There are a few reasons one might see a religious OS as different from the OS of the successor ideology.
American slavery and racism are real. These sins aren't real.
Okay, but as someone who's spoken to a lot of religious people about morality, you only get so far saying "yeah, but your version isn't real". I'm arguing that hating all Jews is bad REGARDLESS of whether they asked for Jesus to be crucified. And it's at least possible that some Jews did say that, it doesn't affect the morality one whit.
American slavery and racism were particularly egregious.
This is at least historically questionable. It might be worth understanding the breadth and barbarity of slavery in Brazil, slavery in the Muslim world, or the Indian caste system. It's probably true that slavery in America was worse than Russian serfdom or Chinese Feudalism (although tell that the 18th century Ukrainian serf), but it's very hard to argue that Jim Crow was worse than the Gulags. Most of our understanding of the unique evils in American slavery are due to the availability bias.
Other sins target weaker groups. The sin of American Slavery punches up.

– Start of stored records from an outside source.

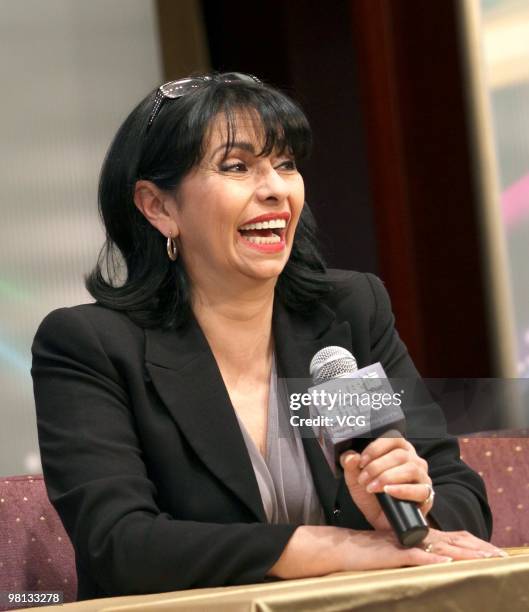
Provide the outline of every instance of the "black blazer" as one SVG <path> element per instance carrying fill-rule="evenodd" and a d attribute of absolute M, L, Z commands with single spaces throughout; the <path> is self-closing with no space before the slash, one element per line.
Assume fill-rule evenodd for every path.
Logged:
<path fill-rule="evenodd" d="M 375 276 L 330 271 L 335 291 L 310 316 L 276 300 L 280 375 L 308 377 L 314 353 L 341 345 L 359 367 L 416 375 Z M 79 598 L 260 582 L 296 525 L 269 525 L 220 371 L 193 319 L 144 330 L 96 304 L 62 308 L 33 344 L 37 424 L 48 494 L 75 551 Z M 304 439 L 328 524 L 370 529 L 318 443 Z M 479 476 L 454 439 L 417 442 L 445 530 L 489 538 Z"/>

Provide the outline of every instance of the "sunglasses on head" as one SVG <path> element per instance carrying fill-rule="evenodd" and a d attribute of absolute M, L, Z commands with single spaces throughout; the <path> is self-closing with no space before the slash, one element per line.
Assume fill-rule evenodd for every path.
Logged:
<path fill-rule="evenodd" d="M 262 85 L 261 81 L 257 77 L 253 76 L 252 74 L 244 74 L 242 72 L 226 72 L 224 74 L 214 76 L 198 76 L 164 83 L 156 92 L 147 129 L 151 127 L 153 121 L 156 119 L 156 115 L 158 115 L 160 108 L 166 99 L 169 98 L 170 100 L 175 100 L 176 98 L 181 98 L 182 96 L 195 91 L 195 89 L 204 87 L 208 83 L 234 83 L 237 81 L 246 81 L 249 83 L 257 83 L 258 85 Z"/>

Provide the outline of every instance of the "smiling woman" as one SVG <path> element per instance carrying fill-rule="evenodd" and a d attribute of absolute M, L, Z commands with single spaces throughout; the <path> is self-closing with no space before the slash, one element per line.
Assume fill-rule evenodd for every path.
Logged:
<path fill-rule="evenodd" d="M 202 160 L 177 189 L 165 193 L 152 181 L 136 183 L 136 206 L 162 235 L 176 240 L 192 288 L 216 285 L 219 275 L 237 293 L 256 278 L 273 286 L 288 262 L 303 208 L 303 179 L 285 144 L 263 152 L 259 122 L 237 113 L 230 142 L 219 114 Z"/>
<path fill-rule="evenodd" d="M 167 99 L 161 97 L 163 88 L 171 92 Z M 282 272 L 276 278 L 278 294 L 298 310 L 310 309 L 329 286 L 296 169 L 312 144 L 305 115 L 284 94 L 239 73 L 182 79 L 163 88 L 134 109 L 107 154 L 100 181 L 107 242 L 87 279 L 88 290 L 142 326 L 178 327 L 190 314 L 189 264 L 197 264 L 196 273 L 213 276 L 213 250 L 217 264 L 222 258 L 233 263 L 237 250 L 243 265 L 241 247 L 261 243 L 253 248 L 253 266 L 247 261 L 246 273 L 255 267 L 276 277 Z M 240 229 L 272 211 L 289 215 L 277 243 L 281 248 L 276 243 L 265 248 L 259 238 L 270 236 L 251 238 L 245 231 L 243 240 L 233 243 L 241 236 L 225 227 L 228 221 Z M 174 264 L 164 256 L 167 239 L 175 239 L 182 252 Z M 259 260 L 257 253 L 278 255 Z M 124 283 L 118 281 L 121 259 Z M 199 262 L 207 263 L 201 272 Z"/>
<path fill-rule="evenodd" d="M 500 554 L 454 439 L 374 440 L 335 479 L 316 438 L 282 425 L 282 378 L 322 347 L 418 376 L 382 283 L 324 265 L 298 170 L 310 145 L 300 108 L 238 73 L 162 85 L 119 129 L 96 303 L 52 312 L 33 344 L 80 599 Z M 425 548 L 389 530 L 388 486 L 440 528 Z"/>

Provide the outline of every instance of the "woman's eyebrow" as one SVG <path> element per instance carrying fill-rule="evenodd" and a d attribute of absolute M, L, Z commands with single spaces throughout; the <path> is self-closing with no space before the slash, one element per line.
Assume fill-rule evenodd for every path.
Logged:
<path fill-rule="evenodd" d="M 213 150 L 211 155 L 212 156 L 215 155 L 221 149 L 224 149 L 224 151 L 226 151 L 227 153 L 229 153 L 230 151 L 233 151 L 234 149 L 240 149 L 242 151 L 248 151 L 249 153 L 253 153 L 255 155 L 255 147 L 251 142 L 244 142 L 244 141 L 232 142 L 232 143 L 224 142 L 218 147 L 216 147 Z"/>

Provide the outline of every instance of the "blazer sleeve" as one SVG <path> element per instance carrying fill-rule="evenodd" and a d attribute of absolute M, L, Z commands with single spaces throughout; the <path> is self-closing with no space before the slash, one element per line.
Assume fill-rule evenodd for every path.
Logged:
<path fill-rule="evenodd" d="M 76 309 L 32 351 L 43 472 L 78 567 L 107 595 L 261 582 L 295 525 L 173 519 L 155 502 L 127 388 Z"/>
<path fill-rule="evenodd" d="M 406 346 L 395 330 L 388 293 L 382 281 L 366 275 L 374 299 L 371 321 L 371 361 L 380 361 L 388 378 L 419 380 Z M 438 419 L 440 408 L 430 404 L 426 418 Z M 442 416 L 441 416 L 442 418 Z M 481 477 L 460 459 L 457 438 L 444 434 L 442 438 L 411 439 L 417 454 L 428 461 L 429 474 L 435 489 L 430 516 L 444 531 L 466 530 L 489 540 L 492 534 L 492 514 Z"/>

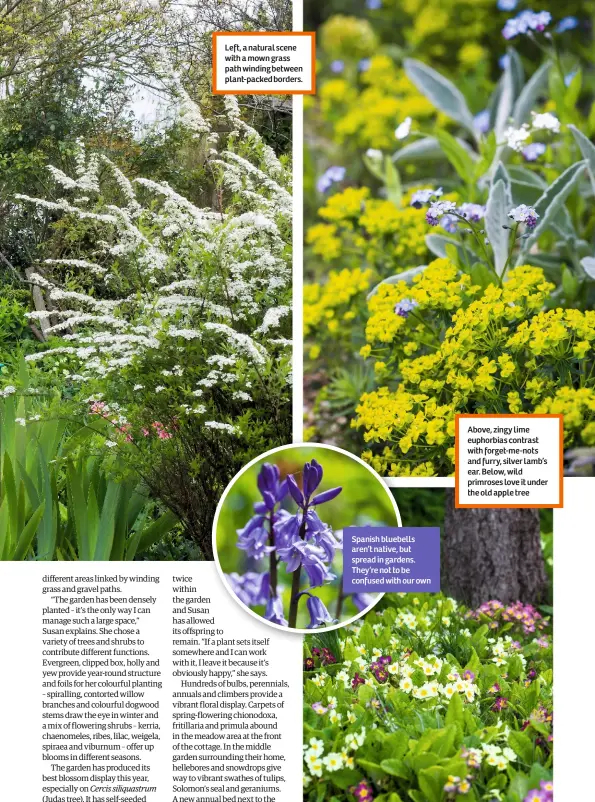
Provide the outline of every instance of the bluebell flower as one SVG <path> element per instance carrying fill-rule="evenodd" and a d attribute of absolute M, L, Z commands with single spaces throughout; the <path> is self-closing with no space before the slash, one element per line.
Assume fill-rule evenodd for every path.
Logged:
<path fill-rule="evenodd" d="M 510 56 L 508 55 L 508 53 L 505 53 L 498 59 L 498 66 L 500 67 L 501 70 L 505 70 L 509 64 L 510 64 Z"/>
<path fill-rule="evenodd" d="M 417 306 L 419 306 L 419 303 L 412 298 L 403 298 L 395 306 L 395 314 L 399 315 L 399 317 L 409 317 L 409 313 L 413 312 Z"/>
<path fill-rule="evenodd" d="M 484 109 L 480 111 L 479 114 L 475 115 L 473 118 L 473 127 L 478 134 L 487 134 L 490 130 L 490 112 L 488 109 Z"/>
<path fill-rule="evenodd" d="M 316 182 L 316 189 L 319 192 L 327 192 L 333 184 L 338 183 L 345 178 L 345 172 L 346 171 L 344 167 L 329 167 Z"/>
<path fill-rule="evenodd" d="M 518 6 L 519 0 L 498 0 L 498 8 L 500 11 L 514 11 Z"/>
<path fill-rule="evenodd" d="M 352 593 L 351 601 L 361 613 L 362 610 L 365 610 L 366 607 L 369 607 L 371 604 L 373 604 L 374 596 L 372 596 L 370 593 Z"/>
<path fill-rule="evenodd" d="M 270 621 L 273 624 L 278 624 L 280 627 L 288 626 L 287 620 L 285 619 L 285 614 L 283 612 L 283 602 L 278 596 L 276 599 L 270 598 L 267 601 L 264 617 L 267 621 Z"/>
<path fill-rule="evenodd" d="M 276 465 L 265 462 L 258 473 L 256 484 L 262 496 L 264 508 L 273 510 L 287 495 L 287 479 L 281 481 L 281 474 Z M 256 506 L 255 506 L 256 509 Z M 264 510 L 256 509 L 256 512 Z"/>
<path fill-rule="evenodd" d="M 343 72 L 344 69 L 345 69 L 345 62 L 341 61 L 341 59 L 337 58 L 334 61 L 331 61 L 331 72 L 340 73 Z"/>
<path fill-rule="evenodd" d="M 337 620 L 332 617 L 318 596 L 309 595 L 306 607 L 310 615 L 310 623 L 306 627 L 307 629 L 315 629 L 323 624 L 337 623 Z"/>
<path fill-rule="evenodd" d="M 359 64 L 357 65 L 360 72 L 367 72 L 371 66 L 372 66 L 372 60 L 369 58 L 361 59 Z"/>
<path fill-rule="evenodd" d="M 260 560 L 273 551 L 273 546 L 267 545 L 269 534 L 266 516 L 253 515 L 243 529 L 237 530 L 237 547 L 245 551 L 248 557 Z"/>
<path fill-rule="evenodd" d="M 313 493 L 316 491 L 321 481 L 322 465 L 315 459 L 304 465 L 303 492 L 300 490 L 294 476 L 290 475 L 287 477 L 289 492 L 298 507 L 307 510 L 309 506 L 315 507 L 317 504 L 324 504 L 326 501 L 331 501 L 336 498 L 342 490 L 341 487 L 333 487 L 330 490 L 319 493 L 317 496 L 313 496 Z"/>
<path fill-rule="evenodd" d="M 556 25 L 556 33 L 566 33 L 566 31 L 573 31 L 578 28 L 579 20 L 577 17 L 564 17 Z"/>
<path fill-rule="evenodd" d="M 229 586 L 248 607 L 257 604 L 266 604 L 270 596 L 269 573 L 259 574 L 256 571 L 247 571 L 240 574 L 225 574 Z"/>
<path fill-rule="evenodd" d="M 378 11 L 379 8 L 382 8 L 382 0 L 366 0 L 366 8 L 369 8 L 370 11 Z"/>
<path fill-rule="evenodd" d="M 287 548 L 277 549 L 277 554 L 287 564 L 288 574 L 302 567 L 308 575 L 312 588 L 320 587 L 324 582 L 335 579 L 335 575 L 323 561 L 326 556 L 324 550 L 314 543 L 298 539 Z"/>
<path fill-rule="evenodd" d="M 534 162 L 545 153 L 545 145 L 543 142 L 532 142 L 530 145 L 527 145 L 526 148 L 523 148 L 521 153 L 525 161 Z"/>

True, absolutely. That's why I'd be far, far more worried if someone told me they blamed all Jews for Jesus' death, than if they blamed all "Americans" for slavery (or even worse, all "white people"). A small note is that at many times in history Jewish people have done really well. That doesn't make antisemitism temporarily okay, and it doesn't come close. More importantly, I don't like saying that a bad idea is only bad if the believer has power. Primarily because I want to make access to power much more equally accessible. And to do that I want good ideas to be equally accessible as well. One good idea is the belief that racism is an ancient sin, a founding sin for the nation states of Canada and the USA, and a really bad, very awful, no good sin. But not an original sin, let's leave that language in the past.